David Remnick, editor of The New Yorker, had extraordinary access to Barack Obama both before and after this election. Regardless of your feelings on Trump’s election, this is a sharp and insightful take on Obama’s perspective:
Even in the midst of what he can only see as a disastrous turn of history, Obama retained the uncanny capacity to view his quandaries as if he were drafting a research paper. “A President who looked like me was inevitable at some point in American history,” he said. “It might have been somebody named Gonzales instead of Obama, but it was coming. And I probably showed up 20 years sooner than the demographics would have anticipated. And, in that sense, it was a little bit more surprising. The country had to do more adjusting and processing of it. It undoubtedly created more anxiety than it will twenty years from now, provoked more reactions in some portion of the population than it will 20 years from now. And that’s understandable.”
How did he speak with his two daughters about the election results, about the post-election reports of racial incidents? “What I say to them is that people are complicated,” Obama told me. “Societies and cultures are really complicated.… This is not mathematics; this is biology and chemistry.
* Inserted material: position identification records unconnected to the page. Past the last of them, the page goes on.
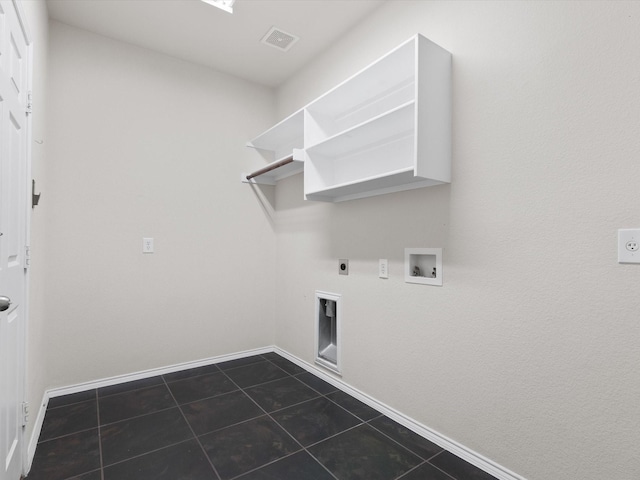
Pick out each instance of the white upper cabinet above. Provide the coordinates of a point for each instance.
(386, 129)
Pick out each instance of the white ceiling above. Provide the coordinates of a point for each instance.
(197, 32)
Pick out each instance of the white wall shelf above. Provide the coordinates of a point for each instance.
(283, 140)
(385, 129)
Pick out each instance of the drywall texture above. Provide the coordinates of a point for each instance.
(145, 145)
(529, 352)
(38, 25)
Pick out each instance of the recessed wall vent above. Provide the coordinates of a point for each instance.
(278, 39)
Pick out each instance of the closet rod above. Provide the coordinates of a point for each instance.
(273, 166)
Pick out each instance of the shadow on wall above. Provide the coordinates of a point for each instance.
(368, 228)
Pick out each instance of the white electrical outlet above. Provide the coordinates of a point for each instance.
(629, 245)
(147, 245)
(383, 268)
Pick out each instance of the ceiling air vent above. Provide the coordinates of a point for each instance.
(278, 39)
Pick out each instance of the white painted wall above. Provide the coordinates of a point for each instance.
(36, 382)
(529, 352)
(145, 145)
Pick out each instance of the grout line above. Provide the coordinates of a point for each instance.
(154, 385)
(303, 448)
(405, 447)
(99, 435)
(146, 453)
(192, 432)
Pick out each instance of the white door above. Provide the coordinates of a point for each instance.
(13, 213)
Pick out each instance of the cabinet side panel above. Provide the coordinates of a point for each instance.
(433, 112)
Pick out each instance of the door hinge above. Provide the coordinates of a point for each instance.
(29, 103)
(25, 413)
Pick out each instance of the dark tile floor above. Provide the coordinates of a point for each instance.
(256, 418)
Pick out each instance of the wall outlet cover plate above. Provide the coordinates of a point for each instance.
(343, 266)
(629, 245)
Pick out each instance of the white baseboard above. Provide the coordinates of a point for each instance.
(35, 434)
(474, 458)
(129, 377)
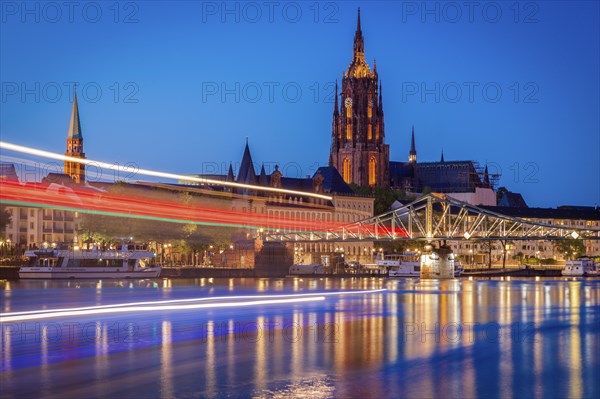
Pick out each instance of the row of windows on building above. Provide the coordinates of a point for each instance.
(347, 171)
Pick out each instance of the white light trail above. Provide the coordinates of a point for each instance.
(217, 298)
(155, 308)
(174, 176)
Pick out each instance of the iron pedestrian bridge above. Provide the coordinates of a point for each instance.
(436, 217)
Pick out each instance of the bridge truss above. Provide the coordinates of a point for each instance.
(436, 217)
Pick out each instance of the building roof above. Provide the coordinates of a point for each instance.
(332, 181)
(247, 174)
(8, 172)
(510, 199)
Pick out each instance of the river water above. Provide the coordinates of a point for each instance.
(369, 337)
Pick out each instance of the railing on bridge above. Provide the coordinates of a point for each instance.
(436, 217)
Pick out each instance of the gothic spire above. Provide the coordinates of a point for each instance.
(262, 178)
(412, 154)
(74, 124)
(247, 174)
(359, 44)
(486, 177)
(230, 173)
(336, 108)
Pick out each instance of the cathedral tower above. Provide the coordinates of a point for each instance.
(358, 149)
(75, 146)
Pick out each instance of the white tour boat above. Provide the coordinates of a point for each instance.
(125, 261)
(404, 265)
(581, 267)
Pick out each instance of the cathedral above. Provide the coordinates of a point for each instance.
(361, 156)
(358, 149)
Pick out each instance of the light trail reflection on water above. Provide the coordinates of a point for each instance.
(464, 338)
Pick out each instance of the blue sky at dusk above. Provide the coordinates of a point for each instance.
(514, 85)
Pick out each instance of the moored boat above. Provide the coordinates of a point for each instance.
(403, 265)
(581, 267)
(124, 261)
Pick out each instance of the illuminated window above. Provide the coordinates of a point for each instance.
(347, 169)
(372, 171)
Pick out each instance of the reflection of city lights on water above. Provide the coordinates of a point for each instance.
(157, 305)
(162, 307)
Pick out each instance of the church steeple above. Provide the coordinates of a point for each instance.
(359, 42)
(336, 108)
(75, 145)
(230, 173)
(74, 123)
(358, 149)
(247, 174)
(486, 177)
(412, 154)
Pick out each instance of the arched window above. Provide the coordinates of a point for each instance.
(347, 170)
(372, 171)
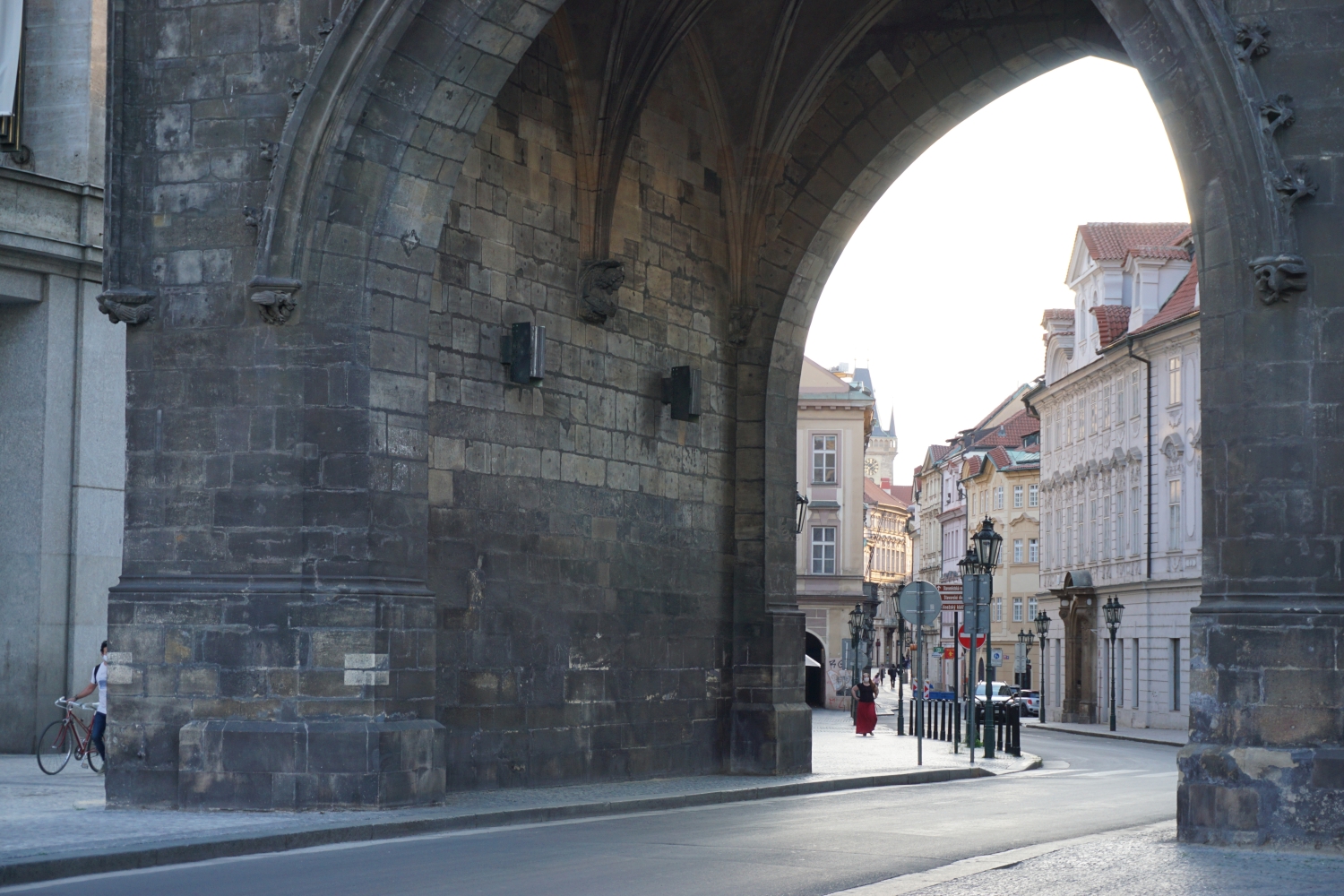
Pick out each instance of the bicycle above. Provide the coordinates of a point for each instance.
(65, 737)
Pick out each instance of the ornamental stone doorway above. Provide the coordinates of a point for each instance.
(365, 560)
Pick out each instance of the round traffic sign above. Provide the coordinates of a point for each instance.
(919, 603)
(965, 640)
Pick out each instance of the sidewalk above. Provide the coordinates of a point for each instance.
(56, 826)
(1164, 737)
(1123, 863)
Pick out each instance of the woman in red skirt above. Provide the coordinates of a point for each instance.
(866, 713)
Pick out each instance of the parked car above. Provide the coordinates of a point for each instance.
(1002, 694)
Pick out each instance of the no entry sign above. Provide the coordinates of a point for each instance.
(965, 640)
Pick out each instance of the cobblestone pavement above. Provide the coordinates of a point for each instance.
(42, 814)
(1148, 861)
These are living organisms, and it’s messy. And your job as a citizen and as a decent human being is to constantly affirm and lift up and fight for treating people with kindness and respect and understanding. And you should anticipate that at any given moment there’s going to be flare-ups of bigotry that you may have to confront, or may be inside you and you have to vanquish. And it doesn’t stop… . You don’t get into a fetal position about it. You don’t start worrying about apocalypse. You say, O.K., where are the places where I can push to keep it moving forward.”
If you read only one thing this Sunday night, this should be it.
Ezra Klein:
More Americans voted for Hillary Clinton than for Donald Trump. More Americans voted for Democratic Senate candidates than for Republican Senate candidates.
So why aren’t Democrats acting like it? Why aren’t they trying to force Republicans, the media, and the emergent Trump White House to act like it?
This is not an argument that the election was rigged, or that Trump’s win is somehow illegitimate. The president is chosen by the Electoral College. The Senate is built to favor small states. Gerrymandering is legal. America does not decide national elections by simply tallying up votes.
But the will of the voters still matters, or at least it should. Thus far, Democrats have slipped comfortably into the position of minority party. They aren’t demanding that Trump put forward compromise candidates for key posts. They aren’t laying out a proactive agenda that would serve as their basis for negotiations with Trump and the Republicans. And they aren’t, in their public messaging, emphasizing that most voters opposed Trump’s agenda, and that both Democrats and Republicans need to take that seriously.
We lost the election, but we’re the plurality. That’s the truth. It doesn’t change the results, but it’s so uncomfortable for Trump that he’s just making shit up that he somehow actually won the popular vote.
Adam Geitgey:
But in some ways, the new MacBook Pro is the most techy and expandable laptop Apple has ever made. They are trusting their pro users to wade into murky USB-C waters in search of the holy grail of a universal, open standard for moving data and power between devices.
I’m not here to change your mind about the MacBook Pro. Yes, it’s probably too expensive and more RAM is better than less RAM. But everyone posting complaints without actually using a MBP for a few weeks is missing out on all the clever things you can do because it is built on USB-C. Over the past week or two with a new MacBook Pro (15in, 2.9ghz, TouchBar), I’ve been constantly surprised with how USB-C makes new things possible. It’s a kind of a hacker’s dream.
One of his observations: it makes life easier for high-end Android users, because it uses the same port.